Semis en cultures associées : trois stratégies clés
Esther Fouillet (Inrae/AgroParisTech), Laurent Bedoussac (Ensfea) et Chloé Salembier (Inrae/AgroParisTech) ont mené une étude dédiée auprès de 13 agriculteurs pratiquant les semis d’associations d’espèces, dans le cadre du projet Intercrop Value. Ce travail a permis de démontrer qu’il est possible de se lancer avec des équipements très divers, du « système D » à la haute technologie.
Voici trois stratégies, issues de cette étude de terrain, pour adapter les pratiques de semis à chaque situation.
1. Semer des cultures associées: faire avec l’existant
C’est la stratégie de l’économie. Si la priorité est de limiter les charges, il s’agit dans ce cas d’adapter le mélange au semoir en place.
La clé : choisir des espèces qui tolèrent la même profondeur de semis.
• Repéré sur le terrain : pour le mélange des graines avant le semis, sans trémie compartimentée, une bétonnière ( jusqu’à 300 L) ou l’usage d’une vis sans fin au sol sont des solutions éprouvées pour homogénéiser les lots avant de remplir le semoir. Attention toutefois à choisir des graines de tailles proches pour éviter le « démélange » dans la trémie avec les vibrations.
2. Adapter l’outil à la culture
Il s’agit d’une stratégie qui priorise l’agronomie, pour respecter la physiologie de chaque plante.
La clé : Ne pas hésiter à modifier les outils. Certains agriculteurs ajoutent une cloison amovible dans la trémie de leur semoir et modifient les descentes : les disques avant sèment l’espèce profonde, les disques arrière l’espèce superficielle.
• Repéré sur le terrain : Pour un mélange colza-féverole, un agriculteur a combiné un strip-till (modifié pour semer la féverole en profondeur) avec un semoir monograine pour le colza en surface. Résultat : un semis de haute précision en un seul passage.
3. Pour semer des cultures associées, s’appuyer sur le territoire
Dans ce cas, c’est la stratégie de la flexibilité pour tester des mélanges complexes (rangs alternés, tri post-récolte exigeant) sans investir ni bricoler.
La clé : s’ouvrir aux matériels disponibles localement. Cuma et ETA disposent souvent de matériels de pointe (semoirs double trémie, moissonneuses avec réglages spécifiques et chaînes de tri).
Au sujet de l’étude
Les 13 agriculteurs pionniers ont été repérés grâce à l’expertise des animateurs et animatrices du réseau cuma. « Il ne s’agissait pas d’agriculteurs qui font uniquement des couverts végétaux, mais qui sèment des mélanges et récoltent au moins une espèce, avec un usage innovant en termes d’agroéquipement. Nous n’avons pas retenu ceux qui investissent dans un semoir multi trémie. L’idée étant d’étudier ceux qui font avec l’existant, » précise Esther Fouillet.

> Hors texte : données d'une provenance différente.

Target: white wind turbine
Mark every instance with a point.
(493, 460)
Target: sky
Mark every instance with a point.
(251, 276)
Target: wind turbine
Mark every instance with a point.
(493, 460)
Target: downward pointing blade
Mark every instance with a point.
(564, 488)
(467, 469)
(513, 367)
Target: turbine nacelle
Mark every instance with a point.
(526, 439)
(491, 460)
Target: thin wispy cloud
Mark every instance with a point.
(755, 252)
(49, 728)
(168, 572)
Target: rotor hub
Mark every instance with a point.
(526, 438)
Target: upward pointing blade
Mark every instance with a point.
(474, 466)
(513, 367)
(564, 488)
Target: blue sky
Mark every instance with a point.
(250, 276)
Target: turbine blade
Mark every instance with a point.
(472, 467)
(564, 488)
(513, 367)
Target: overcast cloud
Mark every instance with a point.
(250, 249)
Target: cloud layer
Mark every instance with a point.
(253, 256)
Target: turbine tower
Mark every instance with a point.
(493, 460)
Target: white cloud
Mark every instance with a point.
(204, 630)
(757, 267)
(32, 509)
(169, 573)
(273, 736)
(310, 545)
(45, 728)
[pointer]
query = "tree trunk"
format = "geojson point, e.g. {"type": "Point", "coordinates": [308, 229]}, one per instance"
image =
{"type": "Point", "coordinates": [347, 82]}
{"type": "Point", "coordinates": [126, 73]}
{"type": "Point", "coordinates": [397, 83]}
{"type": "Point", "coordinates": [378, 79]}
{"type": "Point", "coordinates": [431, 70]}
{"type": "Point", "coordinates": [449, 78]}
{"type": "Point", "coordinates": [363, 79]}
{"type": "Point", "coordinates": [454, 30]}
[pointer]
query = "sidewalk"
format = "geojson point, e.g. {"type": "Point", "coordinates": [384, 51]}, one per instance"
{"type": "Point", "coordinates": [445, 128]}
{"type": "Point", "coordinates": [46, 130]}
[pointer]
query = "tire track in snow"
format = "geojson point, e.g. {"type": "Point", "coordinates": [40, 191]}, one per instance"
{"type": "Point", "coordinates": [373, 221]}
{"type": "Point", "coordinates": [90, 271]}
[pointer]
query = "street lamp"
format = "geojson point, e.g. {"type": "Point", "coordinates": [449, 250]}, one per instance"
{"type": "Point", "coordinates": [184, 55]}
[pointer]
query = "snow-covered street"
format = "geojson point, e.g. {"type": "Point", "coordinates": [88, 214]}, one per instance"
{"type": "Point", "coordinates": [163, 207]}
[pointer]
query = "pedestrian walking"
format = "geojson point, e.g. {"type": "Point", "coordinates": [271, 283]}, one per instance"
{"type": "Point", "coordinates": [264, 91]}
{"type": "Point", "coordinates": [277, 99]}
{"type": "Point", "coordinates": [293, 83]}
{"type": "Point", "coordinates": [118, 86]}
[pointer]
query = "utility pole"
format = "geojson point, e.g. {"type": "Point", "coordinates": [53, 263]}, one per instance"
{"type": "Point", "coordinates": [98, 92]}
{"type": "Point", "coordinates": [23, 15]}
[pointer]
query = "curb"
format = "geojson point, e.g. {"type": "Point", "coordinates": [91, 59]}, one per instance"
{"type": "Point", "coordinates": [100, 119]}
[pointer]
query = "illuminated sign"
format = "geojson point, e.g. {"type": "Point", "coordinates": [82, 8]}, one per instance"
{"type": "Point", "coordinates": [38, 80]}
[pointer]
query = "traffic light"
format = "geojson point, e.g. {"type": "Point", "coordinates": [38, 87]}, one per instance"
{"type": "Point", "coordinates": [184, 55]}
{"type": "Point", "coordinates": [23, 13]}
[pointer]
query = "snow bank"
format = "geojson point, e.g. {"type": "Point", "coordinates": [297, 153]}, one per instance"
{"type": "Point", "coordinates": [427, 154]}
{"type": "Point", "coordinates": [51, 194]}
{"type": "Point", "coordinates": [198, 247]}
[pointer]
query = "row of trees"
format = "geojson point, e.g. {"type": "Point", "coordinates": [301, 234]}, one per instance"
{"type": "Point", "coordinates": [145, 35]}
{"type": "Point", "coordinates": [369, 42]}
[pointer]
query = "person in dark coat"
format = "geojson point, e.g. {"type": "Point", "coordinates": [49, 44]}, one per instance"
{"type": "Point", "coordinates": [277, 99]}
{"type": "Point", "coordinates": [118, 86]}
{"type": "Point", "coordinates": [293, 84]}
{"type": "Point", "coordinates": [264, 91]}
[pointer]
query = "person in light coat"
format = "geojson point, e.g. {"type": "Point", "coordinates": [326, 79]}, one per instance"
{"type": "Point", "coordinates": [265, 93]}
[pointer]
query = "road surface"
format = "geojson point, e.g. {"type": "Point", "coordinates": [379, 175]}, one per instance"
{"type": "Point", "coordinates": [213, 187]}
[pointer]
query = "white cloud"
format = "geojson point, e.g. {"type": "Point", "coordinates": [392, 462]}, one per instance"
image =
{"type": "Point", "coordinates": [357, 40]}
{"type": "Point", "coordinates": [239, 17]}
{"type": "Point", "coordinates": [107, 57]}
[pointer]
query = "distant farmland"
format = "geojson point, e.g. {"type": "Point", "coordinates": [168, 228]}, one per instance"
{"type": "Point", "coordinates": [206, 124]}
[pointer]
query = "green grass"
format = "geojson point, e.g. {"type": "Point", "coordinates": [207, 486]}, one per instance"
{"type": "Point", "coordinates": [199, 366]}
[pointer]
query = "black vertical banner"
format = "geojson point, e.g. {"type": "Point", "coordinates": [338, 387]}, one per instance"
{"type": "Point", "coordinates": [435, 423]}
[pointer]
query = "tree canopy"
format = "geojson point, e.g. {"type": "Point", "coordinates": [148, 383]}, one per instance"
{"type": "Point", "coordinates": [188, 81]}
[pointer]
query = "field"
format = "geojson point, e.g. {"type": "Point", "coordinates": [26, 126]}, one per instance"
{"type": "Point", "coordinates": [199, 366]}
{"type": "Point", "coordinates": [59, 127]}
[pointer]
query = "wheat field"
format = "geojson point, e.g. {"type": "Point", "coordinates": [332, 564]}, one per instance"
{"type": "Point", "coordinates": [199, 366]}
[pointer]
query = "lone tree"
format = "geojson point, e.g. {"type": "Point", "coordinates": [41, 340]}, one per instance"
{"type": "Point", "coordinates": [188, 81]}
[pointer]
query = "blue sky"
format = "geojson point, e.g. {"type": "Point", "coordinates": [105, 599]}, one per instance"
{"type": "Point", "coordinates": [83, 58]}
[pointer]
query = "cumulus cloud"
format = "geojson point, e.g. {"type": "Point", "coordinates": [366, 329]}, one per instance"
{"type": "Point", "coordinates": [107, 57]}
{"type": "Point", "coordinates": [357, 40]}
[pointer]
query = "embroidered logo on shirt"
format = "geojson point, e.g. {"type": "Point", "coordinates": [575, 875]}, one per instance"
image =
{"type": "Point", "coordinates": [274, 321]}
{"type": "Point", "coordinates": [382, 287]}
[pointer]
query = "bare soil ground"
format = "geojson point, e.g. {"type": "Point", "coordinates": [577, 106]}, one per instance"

La plus grande difficulté a été de trouver des dénominateurs communs aux pratiques. « Parmi ces 13 agriculteurs, la grande majorité produit des grandes cultures, et sont en bio. Certains pratiques les mélanges d’espèces depuis les années 1980, d’autres depuis très récemment. »
« Au niveau des mélanges d’espèces, nous avons relevé 21 mélanges, dont le mélange blé/féverole était le plus fréquent, » relève Esther Fouillet.
L’agencement spatial des semis a également révélé une large palette de possibilités.
Article basé sur les travaux de thèse et post-doctorat d’Esther Fouillet (INRAE/AgroParisTech).